Gemäss Art. 320 ZPO ist der Beschwerdeführer gehalten darzutun, auf welchen Beschwerdegrund er sich beruft und an welchen Mängeln der angefochtene Entscheid leidet (Freiburhaus/Afheldt, in: Sutter-Somm/Hasenböhler/Leuenberger [Hrsg.], Kommentar zur Schweizerischen Zivilprozessordnung, 3. Auflage, Zürich/Basel/Genf 2016, Art. 321 N 15). Er muss somit erklären, weshalb der erstinstanzliche Entscheid im angefochtenen Punkt unrichtig sein soll; es wird vorausgesetzt, dass er sich mit der Begründung des angefochtenen Entscheids auseinandersetzt (BGer 5D_65/2014 vom 9. September 2014 E. 5.4.1). Auch wenn bei einer rechtsunkundigen Person an diese Begründungpflicht praxisgemäss keine allzu strengen Anforderungen gestellt werden, muss doch auch ein juristischer Laie zumindest sinngemäss sagen, weshalb er den angefochtenen Entscheid für fehlerhaft hält und inwieweit dieser geändert oder aufgehoben werden soll (AGE BEZ.2013.73 vom 24. Januar 2014 E. 2). Die Vorinstanz begründete die teilweise Gutheissung des Rechtsöffnungsgesuchs damit, dass sich dieses (soweit es gutgeheissen wird) auf eine rechtskräftige und vollstreckbare Gebührenverfügung der Steuerverwaltung des Kantons Basel-Stadt vom 17. Oktober 2023 stütze. Es liege ein definitiver Rechtsöffnungstitel vor und der Beschwerdeführer mache weder die Tilgung, die Stundung noch die Verjährung der Forderungen gemäss Gebührenverfügung geltend. Dementsprechend werde diesbezüglich die Rechtsöffnung gewährt. Mit diesen Ausführungen im angefochtenen Entscheid setzt sich der Beschwerdeführer 1 weder in der Beschwerde vom 26. April 2024 noch in den weiteren Eingaben vom 28. April 2024, 3., 4. und 6. Mai 2024 auseinander. Auf die Beschwerde kann daher mangels einer rechtsgenüglichen Begründung nicht eingetreten werden.

2.

Aus diesen Erwägungen folgt, dass auf die Beschwerde nicht eingetreten werden kann. Folglich tragen die unterliegenden Beschwerdeführenden die Prozesskosten (Art. 106 Abs. 1 ZPO). Die Gerichtskosten für das Beschwerdeverfahren werden mit CHF 50.– festgelegt (vgl. Art. 61 in Verbindung mit Art. 48 der Gebührenverordnung zum Bundesgesetz über Schuldbetreibung und Konkurs [GebV SchKG, SR 281.35]).

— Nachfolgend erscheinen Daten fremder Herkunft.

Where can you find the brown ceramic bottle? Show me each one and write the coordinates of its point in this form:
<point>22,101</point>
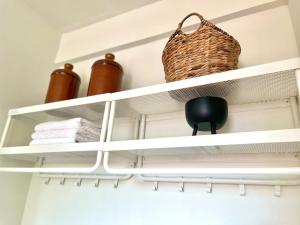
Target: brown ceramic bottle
<point>106,76</point>
<point>64,84</point>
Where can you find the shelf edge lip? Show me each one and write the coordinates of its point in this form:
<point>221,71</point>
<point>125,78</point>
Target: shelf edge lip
<point>247,72</point>
<point>253,137</point>
<point>60,104</point>
<point>52,148</point>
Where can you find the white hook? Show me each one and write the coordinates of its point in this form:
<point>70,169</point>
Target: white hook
<point>47,181</point>
<point>209,187</point>
<point>79,181</point>
<point>277,191</point>
<point>181,187</point>
<point>242,189</point>
<point>116,183</point>
<point>97,183</point>
<point>155,186</point>
<point>62,181</point>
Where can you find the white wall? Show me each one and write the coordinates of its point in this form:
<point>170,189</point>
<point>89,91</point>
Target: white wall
<point>27,50</point>
<point>294,6</point>
<point>265,36</point>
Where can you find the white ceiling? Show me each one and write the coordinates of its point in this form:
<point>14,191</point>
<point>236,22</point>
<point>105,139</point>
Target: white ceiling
<point>66,15</point>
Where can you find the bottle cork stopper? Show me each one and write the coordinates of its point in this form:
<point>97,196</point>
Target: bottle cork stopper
<point>110,56</point>
<point>68,66</point>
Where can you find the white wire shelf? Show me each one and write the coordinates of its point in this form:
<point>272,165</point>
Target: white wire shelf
<point>91,108</point>
<point>266,82</point>
<point>274,141</point>
<point>54,151</point>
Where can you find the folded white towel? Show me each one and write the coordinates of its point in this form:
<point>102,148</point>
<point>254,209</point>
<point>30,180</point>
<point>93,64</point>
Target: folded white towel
<point>61,140</point>
<point>67,133</point>
<point>65,124</point>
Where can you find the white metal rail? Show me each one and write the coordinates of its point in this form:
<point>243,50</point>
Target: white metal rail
<point>61,169</point>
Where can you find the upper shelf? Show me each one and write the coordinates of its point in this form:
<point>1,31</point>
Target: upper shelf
<point>253,84</point>
<point>86,107</point>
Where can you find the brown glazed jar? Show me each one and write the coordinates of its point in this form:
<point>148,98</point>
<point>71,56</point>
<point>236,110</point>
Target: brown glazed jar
<point>64,84</point>
<point>106,76</point>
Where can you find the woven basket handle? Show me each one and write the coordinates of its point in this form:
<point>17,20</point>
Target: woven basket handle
<point>179,29</point>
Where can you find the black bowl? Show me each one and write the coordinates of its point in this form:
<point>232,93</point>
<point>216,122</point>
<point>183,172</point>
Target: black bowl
<point>206,113</point>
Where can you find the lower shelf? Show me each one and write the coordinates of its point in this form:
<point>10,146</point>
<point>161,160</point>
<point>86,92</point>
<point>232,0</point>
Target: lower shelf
<point>273,141</point>
<point>53,151</point>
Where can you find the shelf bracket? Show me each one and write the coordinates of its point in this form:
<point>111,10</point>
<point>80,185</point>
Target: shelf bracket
<point>277,191</point>
<point>209,187</point>
<point>62,181</point>
<point>181,187</point>
<point>47,181</point>
<point>242,190</point>
<point>116,183</point>
<point>79,182</point>
<point>97,183</point>
<point>155,186</point>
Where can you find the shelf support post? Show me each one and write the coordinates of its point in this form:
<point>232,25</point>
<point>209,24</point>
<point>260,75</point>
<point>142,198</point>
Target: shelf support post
<point>5,131</point>
<point>298,87</point>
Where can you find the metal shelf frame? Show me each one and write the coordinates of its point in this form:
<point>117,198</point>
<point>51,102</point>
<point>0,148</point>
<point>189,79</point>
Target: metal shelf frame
<point>91,169</point>
<point>149,144</point>
<point>106,146</point>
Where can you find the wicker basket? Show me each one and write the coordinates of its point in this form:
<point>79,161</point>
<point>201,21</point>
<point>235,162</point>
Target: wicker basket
<point>207,50</point>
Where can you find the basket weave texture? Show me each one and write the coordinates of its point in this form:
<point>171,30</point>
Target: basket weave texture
<point>207,50</point>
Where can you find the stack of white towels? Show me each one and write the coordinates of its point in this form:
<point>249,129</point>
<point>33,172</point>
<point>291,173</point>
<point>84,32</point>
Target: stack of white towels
<point>66,131</point>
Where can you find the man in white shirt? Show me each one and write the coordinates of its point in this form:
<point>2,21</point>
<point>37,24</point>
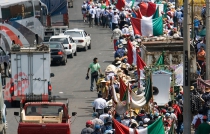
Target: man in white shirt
<point>115,20</point>
<point>99,104</point>
<point>92,17</point>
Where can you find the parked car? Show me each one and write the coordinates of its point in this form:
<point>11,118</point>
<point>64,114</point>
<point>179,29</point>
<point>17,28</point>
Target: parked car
<point>68,43</point>
<point>58,52</point>
<point>81,38</point>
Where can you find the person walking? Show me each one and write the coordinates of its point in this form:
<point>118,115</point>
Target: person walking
<point>84,10</point>
<point>95,68</point>
<point>117,33</point>
<point>197,120</point>
<point>115,20</point>
<point>206,98</point>
<point>88,129</point>
<point>201,55</point>
<point>92,16</point>
<point>204,128</point>
<point>99,104</point>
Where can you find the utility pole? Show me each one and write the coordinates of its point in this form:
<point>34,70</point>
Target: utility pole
<point>207,39</point>
<point>186,71</point>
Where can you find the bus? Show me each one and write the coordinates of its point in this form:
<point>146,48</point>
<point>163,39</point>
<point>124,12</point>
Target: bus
<point>21,22</point>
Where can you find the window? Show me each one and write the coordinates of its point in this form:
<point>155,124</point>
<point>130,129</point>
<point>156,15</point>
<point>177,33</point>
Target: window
<point>74,33</point>
<point>17,11</point>
<point>63,40</point>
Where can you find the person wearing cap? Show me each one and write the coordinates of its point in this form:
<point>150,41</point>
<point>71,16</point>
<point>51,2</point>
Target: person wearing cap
<point>96,120</point>
<point>88,129</point>
<point>206,98</point>
<point>116,34</point>
<point>115,20</point>
<point>99,104</point>
<point>95,69</point>
<point>120,51</point>
<point>98,14</point>
<point>204,128</point>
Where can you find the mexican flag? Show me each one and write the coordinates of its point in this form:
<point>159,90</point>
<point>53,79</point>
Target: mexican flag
<point>160,60</point>
<point>155,128</point>
<point>140,64</point>
<point>148,89</point>
<point>148,27</point>
<point>131,53</point>
<point>123,89</point>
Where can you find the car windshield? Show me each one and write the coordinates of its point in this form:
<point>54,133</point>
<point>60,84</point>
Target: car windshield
<point>74,33</point>
<point>53,45</point>
<point>63,40</point>
<point>43,110</point>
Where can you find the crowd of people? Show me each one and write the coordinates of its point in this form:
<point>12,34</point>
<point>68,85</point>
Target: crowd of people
<point>104,108</point>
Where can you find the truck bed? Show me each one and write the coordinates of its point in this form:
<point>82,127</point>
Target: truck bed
<point>43,128</point>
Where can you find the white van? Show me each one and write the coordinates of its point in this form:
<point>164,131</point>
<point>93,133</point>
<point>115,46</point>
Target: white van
<point>68,43</point>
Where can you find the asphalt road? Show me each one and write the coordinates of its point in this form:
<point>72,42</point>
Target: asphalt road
<point>70,79</point>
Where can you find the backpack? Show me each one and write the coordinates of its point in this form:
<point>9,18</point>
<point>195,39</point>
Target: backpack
<point>197,123</point>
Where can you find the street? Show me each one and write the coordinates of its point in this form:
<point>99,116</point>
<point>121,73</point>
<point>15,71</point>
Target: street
<point>69,80</point>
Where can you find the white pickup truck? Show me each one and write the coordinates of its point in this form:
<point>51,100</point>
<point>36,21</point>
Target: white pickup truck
<point>30,73</point>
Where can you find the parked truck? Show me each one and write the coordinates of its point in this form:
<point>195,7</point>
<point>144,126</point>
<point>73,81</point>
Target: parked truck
<point>3,122</point>
<point>173,54</point>
<point>44,117</point>
<point>56,19</point>
<point>30,72</point>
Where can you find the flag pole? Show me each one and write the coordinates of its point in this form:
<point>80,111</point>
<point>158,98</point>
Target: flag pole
<point>152,92</point>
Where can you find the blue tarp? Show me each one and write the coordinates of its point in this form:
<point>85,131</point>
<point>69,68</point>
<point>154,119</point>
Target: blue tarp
<point>56,7</point>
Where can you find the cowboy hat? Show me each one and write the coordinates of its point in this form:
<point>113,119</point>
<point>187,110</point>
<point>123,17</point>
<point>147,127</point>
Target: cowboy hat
<point>207,89</point>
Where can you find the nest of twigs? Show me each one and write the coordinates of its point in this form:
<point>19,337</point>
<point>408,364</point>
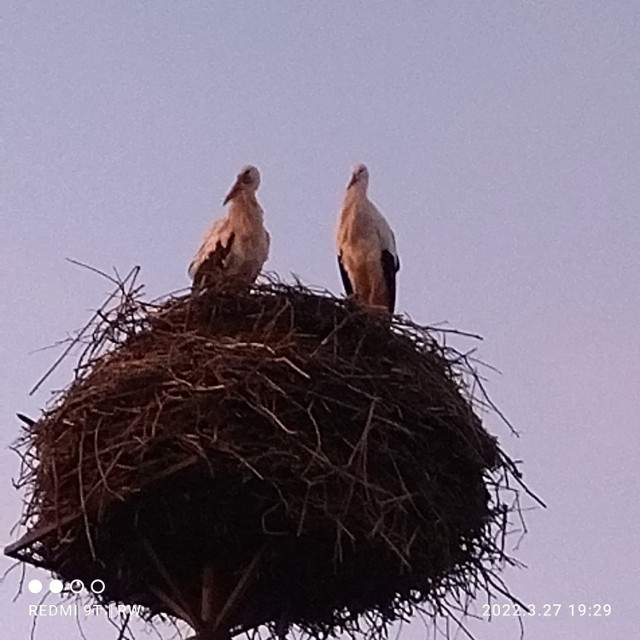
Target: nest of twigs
<point>276,457</point>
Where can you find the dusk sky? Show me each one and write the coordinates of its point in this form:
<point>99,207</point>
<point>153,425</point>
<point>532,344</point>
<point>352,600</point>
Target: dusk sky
<point>503,143</point>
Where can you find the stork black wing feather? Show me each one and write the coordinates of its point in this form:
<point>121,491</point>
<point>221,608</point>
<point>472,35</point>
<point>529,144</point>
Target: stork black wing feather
<point>346,283</point>
<point>390,266</point>
<point>214,263</point>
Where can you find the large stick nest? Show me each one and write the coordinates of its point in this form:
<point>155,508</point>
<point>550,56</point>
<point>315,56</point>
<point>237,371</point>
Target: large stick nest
<point>326,464</point>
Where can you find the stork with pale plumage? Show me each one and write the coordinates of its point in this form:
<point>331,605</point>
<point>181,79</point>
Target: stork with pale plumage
<point>236,247</point>
<point>367,255</point>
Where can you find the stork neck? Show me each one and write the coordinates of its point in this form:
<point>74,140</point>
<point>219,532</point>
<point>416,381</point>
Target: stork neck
<point>245,209</point>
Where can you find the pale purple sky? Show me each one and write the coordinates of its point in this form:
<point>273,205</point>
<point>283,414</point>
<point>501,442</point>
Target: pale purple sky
<point>503,142</point>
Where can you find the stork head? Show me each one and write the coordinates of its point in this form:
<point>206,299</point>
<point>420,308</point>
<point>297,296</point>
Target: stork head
<point>247,181</point>
<point>359,176</point>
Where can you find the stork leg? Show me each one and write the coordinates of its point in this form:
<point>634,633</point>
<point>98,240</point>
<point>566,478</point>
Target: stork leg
<point>379,294</point>
<point>362,284</point>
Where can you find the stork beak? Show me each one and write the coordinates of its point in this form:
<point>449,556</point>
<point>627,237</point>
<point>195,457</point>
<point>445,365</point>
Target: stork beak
<point>235,190</point>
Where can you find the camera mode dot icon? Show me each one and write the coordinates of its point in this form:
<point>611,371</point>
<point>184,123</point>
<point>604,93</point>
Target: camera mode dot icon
<point>34,586</point>
<point>55,586</point>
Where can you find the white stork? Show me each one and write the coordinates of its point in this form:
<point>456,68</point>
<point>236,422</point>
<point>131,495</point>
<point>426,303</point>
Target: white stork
<point>236,247</point>
<point>367,254</point>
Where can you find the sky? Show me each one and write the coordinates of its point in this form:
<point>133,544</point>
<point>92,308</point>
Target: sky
<point>503,143</point>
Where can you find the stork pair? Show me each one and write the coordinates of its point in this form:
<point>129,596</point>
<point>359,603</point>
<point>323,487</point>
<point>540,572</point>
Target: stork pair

Demgemäss erkennt das Appellationsgericht (Dreiergericht):

://:        Auf die Beschwerde gegen den Entscheid des Zivilgerichts vom 1. März 2024 ([…]) wird nicht eingetreten.

Die Beschwerdeführenden tragen die Gerichtskosten des Beschwerdeverfahrens von CHF 50.– in solidarischer Verpflichtung.

Mitteilung an:

-       Beschwerdeführende

-       Steuerverwaltung Basel-Stadt

-       Zivilgericht Basel-Stadt

APPELLATIONSGERICHT BASEL-STADT

Der a.o. Gerichtsschreiber

MLaw Basil Grötzinger

Rechtsmittelbelehrung

Gegen diesen Entscheid kann unter den Voraussetzungen von Art. 72 ff. des Bundesgerichtsgesetzes (BGG) innert 30 Tagen seit schriftlicher Eröffnung Beschwerde in Zivilsachen erhoben werden. In vermögensrechtlichen Angelegenheiten gilt dies nur dann, wenn der Streitwert die Beschwerdesumme gemäss Art. 74 Abs. 1 lit. a oder b BGG erreicht (CHF 15'000.– bei Streitigkeiten aus Miete oder Arbeitsverhältnis bzw. CHF 30'000.– in allen übrigen Fällen) oder wenn sich eine Rechtsfrage von grundsätzlicher Bedeutung stellt. Die Beschwerdeschrift ist fristgerecht dem Bundesgericht (1000 Lausanne 14) einzureichen. Für die Anforderungen an deren Inhalt wird auf Art. 42 BGG verwiesen. Über die Zulässigkeit des Rechtsmittels entscheidet das Bundesgericht.

Ob an Stelle der Beschwerde in Zivilsachen ein anderes Rechtsmittel in Frage kommt (z.B. die subsidiäre Verfassungsbeschwerde an das Bundesgericht gemäss Art. 113 BGG), ergibt sich aus den anwendbaren gesetzlichen Bestimmungen. Wird sowohl Beschwerde in Zivilsachen als auch Verfassungsbeschwerde erhoben, sind beide Rechtsmittel in der gleichen Rechtsschrift einzureichen.